The primary end point of progression-free survival was met in the phase 3 COSMIC-313 trial which investigated cabozantinib, nivolumab, and ipilimumab in previously untreated, advanced intermediate- or poor-risk renal cell carcinoma.
The combination of cabozantinib (Cabometyx), nivolumab (Opdivo), and ipilimumab (Yervoy) demonstrated significant improvement in progression-free survival (PFS) for patients with previously untreated, advanced intermediate- or poor-risk renal cell carcinoma (RCC), according to results from the phase 3 COSMIC-313 trial (NCT03937219).1,2
This significant improvement in PFS met the trial’s primary end point. At the interim analysis, investigators reported that the cabozantinib arm compared with nivolumab plus ipilimumab did not experience a significant improvement in overall survival (OS), the study’s secondary end point. Due to this, the trial is set to continue to the next OS analysis.
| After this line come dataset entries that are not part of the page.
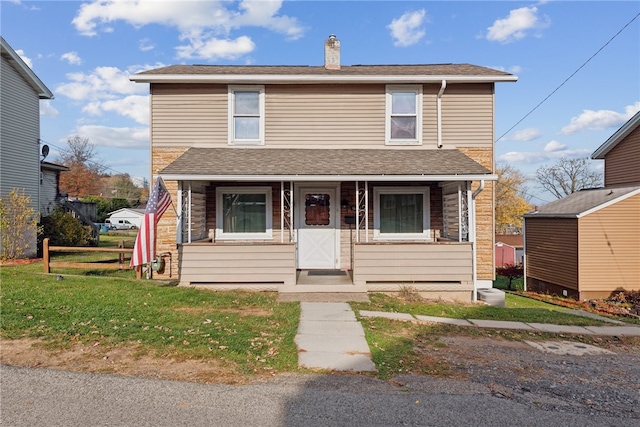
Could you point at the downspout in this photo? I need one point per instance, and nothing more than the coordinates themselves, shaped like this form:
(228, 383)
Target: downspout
(439, 110)
(475, 240)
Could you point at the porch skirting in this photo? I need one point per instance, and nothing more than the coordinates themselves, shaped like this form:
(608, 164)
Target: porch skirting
(377, 267)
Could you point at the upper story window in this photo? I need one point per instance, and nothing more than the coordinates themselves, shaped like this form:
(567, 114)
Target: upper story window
(246, 115)
(404, 114)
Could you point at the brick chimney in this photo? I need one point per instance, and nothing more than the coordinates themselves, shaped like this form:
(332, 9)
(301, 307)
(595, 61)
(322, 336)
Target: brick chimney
(332, 53)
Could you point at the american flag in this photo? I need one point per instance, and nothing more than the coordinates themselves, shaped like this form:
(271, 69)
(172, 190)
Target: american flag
(144, 250)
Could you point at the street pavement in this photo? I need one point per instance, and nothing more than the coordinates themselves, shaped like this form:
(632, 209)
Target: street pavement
(47, 397)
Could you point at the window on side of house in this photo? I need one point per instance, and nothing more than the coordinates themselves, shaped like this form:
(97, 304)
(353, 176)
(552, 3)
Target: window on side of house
(246, 115)
(404, 114)
(401, 213)
(243, 213)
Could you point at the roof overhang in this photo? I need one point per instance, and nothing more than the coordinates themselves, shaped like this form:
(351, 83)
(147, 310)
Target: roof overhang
(618, 136)
(325, 178)
(23, 69)
(314, 78)
(324, 165)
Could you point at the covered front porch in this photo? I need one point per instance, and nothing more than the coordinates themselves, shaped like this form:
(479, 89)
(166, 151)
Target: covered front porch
(332, 232)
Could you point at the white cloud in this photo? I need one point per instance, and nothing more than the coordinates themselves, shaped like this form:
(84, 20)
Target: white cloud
(552, 151)
(408, 29)
(206, 25)
(47, 110)
(516, 26)
(599, 120)
(216, 49)
(71, 58)
(24, 57)
(125, 137)
(101, 83)
(135, 107)
(528, 134)
(554, 146)
(145, 45)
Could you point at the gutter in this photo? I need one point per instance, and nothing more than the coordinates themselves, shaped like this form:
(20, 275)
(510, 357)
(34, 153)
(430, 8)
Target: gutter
(475, 243)
(312, 78)
(439, 110)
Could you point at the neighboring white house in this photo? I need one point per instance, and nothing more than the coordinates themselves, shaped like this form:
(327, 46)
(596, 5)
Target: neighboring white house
(20, 94)
(134, 216)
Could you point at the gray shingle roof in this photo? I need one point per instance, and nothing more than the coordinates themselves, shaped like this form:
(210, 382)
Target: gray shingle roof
(351, 70)
(265, 162)
(582, 201)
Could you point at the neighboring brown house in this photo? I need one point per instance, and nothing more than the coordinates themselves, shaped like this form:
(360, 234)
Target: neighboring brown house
(381, 173)
(587, 245)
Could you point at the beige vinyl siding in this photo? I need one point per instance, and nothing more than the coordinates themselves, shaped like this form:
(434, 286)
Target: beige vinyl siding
(319, 116)
(610, 247)
(552, 250)
(19, 141)
(412, 262)
(238, 263)
(325, 116)
(622, 163)
(467, 115)
(189, 115)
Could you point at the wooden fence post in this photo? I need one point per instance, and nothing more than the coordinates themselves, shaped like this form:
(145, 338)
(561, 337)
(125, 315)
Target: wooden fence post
(45, 255)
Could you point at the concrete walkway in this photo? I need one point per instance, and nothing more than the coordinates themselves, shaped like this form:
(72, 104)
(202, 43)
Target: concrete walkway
(330, 337)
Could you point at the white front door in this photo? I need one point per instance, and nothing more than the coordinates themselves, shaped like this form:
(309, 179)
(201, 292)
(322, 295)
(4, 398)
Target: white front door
(317, 221)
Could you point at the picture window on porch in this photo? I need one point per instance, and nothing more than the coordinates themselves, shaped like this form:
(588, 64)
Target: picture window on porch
(243, 213)
(404, 114)
(246, 115)
(401, 213)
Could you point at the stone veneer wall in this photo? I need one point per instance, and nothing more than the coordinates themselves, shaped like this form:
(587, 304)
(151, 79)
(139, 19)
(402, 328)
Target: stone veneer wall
(485, 214)
(166, 232)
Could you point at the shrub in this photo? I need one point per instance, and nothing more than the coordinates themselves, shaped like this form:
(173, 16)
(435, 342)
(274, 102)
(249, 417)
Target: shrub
(64, 230)
(18, 225)
(510, 272)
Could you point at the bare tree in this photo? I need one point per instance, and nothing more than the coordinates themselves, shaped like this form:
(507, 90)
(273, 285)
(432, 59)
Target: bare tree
(83, 178)
(568, 176)
(511, 202)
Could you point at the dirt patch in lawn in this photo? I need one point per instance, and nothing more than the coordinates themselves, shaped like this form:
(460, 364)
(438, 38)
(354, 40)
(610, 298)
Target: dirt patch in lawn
(202, 311)
(128, 360)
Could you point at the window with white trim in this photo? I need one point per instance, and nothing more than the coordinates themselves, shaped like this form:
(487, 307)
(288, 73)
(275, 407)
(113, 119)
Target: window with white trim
(401, 213)
(243, 213)
(404, 114)
(246, 115)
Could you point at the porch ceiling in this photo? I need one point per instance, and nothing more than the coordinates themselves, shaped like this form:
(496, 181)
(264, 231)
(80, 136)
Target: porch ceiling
(259, 163)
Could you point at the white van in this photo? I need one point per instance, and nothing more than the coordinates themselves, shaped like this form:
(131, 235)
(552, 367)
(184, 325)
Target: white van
(119, 224)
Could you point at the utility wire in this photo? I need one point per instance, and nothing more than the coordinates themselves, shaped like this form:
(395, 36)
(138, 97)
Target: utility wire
(568, 78)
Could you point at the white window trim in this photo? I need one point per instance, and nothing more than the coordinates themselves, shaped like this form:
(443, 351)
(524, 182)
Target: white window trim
(426, 220)
(390, 89)
(231, 100)
(221, 235)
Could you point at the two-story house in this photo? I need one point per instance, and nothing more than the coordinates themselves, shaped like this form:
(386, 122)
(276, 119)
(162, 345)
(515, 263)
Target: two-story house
(283, 177)
(587, 245)
(20, 153)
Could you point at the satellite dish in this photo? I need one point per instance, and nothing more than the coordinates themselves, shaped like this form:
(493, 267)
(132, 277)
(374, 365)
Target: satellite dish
(45, 151)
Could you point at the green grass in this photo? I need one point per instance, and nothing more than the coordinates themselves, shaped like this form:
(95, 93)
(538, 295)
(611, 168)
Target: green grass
(517, 308)
(250, 331)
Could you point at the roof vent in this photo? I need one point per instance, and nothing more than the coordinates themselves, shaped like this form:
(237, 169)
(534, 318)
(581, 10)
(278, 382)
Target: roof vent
(332, 53)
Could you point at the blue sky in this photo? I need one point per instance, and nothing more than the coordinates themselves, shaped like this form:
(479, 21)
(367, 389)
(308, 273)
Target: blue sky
(85, 51)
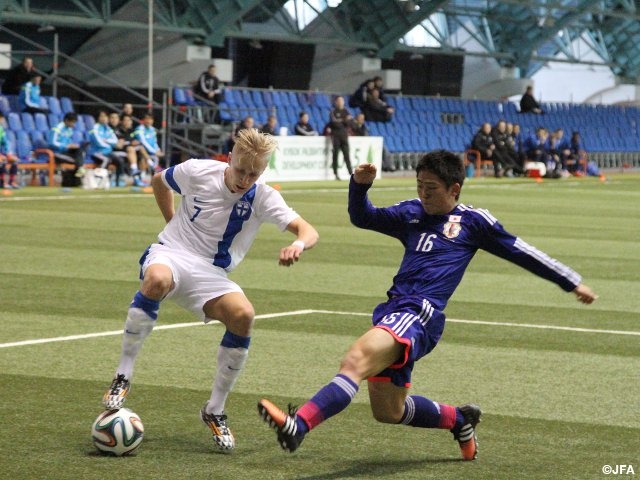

“As the treatment landscape continues to evolve, resulting in more options for advanced kidney cancer, there is still a need for additional effective first-line treatment options for patients with intermediate- or poor-risk disease,” Toni Choueiri, MD, director of the Lank Center for Genitourinary Oncology at Dana-Farber Cancer Institute and the Jerome and Nancy Kohlberg Professor of Medicine at Harvard Medical School, said in the press release. “These initial findings from COSMIC-313 suggest that the triplet combination of cabozantinib, nivolumab, and ipilimumab may have the potential to serve as an additional option for this patient population.”
The triple-blind trial enrolled 855 patients who were randomized 1:1, and. In the combination arm, patients received 40 mg of cabozantinib daily, nivolumab at 3 mg/kg once every 3 weeks for 4 doses, and ipilimumab at 1 mg/kg every 3 weeks for 4 doses, which was followed by 40 mg of cabozantinib once daily and a 480 mg/kg flat dose of nivolumab once every 4 weeks for up to 2 years. In the control arm, patients received matched placebo plus nivolumab and ipilimumab in the same dosing regimen as the combination arm.
Eligibility criteria for this trial included having histologically confirmed advanced or metastatic RCC with a clear cell component and intermediate- or poor-risk RCC, measurable disease via RECIST 1.1 criteria and determined by the investigator, Karnofsky Performance Status of 70% or more, and adequate organ and marrow function.
Exclusion criteria included having prior systemic anti-cancer therapy; uncontrolled, significant intercurrent, or recent illness; major surgery; or an active malignancy at the time of randomization or diagnosis of another malignancy within 3 years that requires active treatment.
The combination was found to significantly reduce the risk of disease progression or death vs the control arm (HR, 0.73; 95% CI, 0.57-0.94; P = .01). The safety profile remained similar to what has previously been observed with each agent.
Moving forward, investigators have plans for a potential regulatory submission, with additional research being presented at a future medical meeting.
“COSMIC-313 is the first trial to show that a tyrosine kinase inhibitor added to dual checkpoint inhibition can improve [PFS] in patients with advanced kidney cancer,” Vicki L. Goodman, MD, executive vice president of Product Development and Medical Affairs and chief medical officer at Exelixis, concluded. “With these findings in hand, we look forward to discussing the results with the FDA and presenting the data at a future medical meeting.”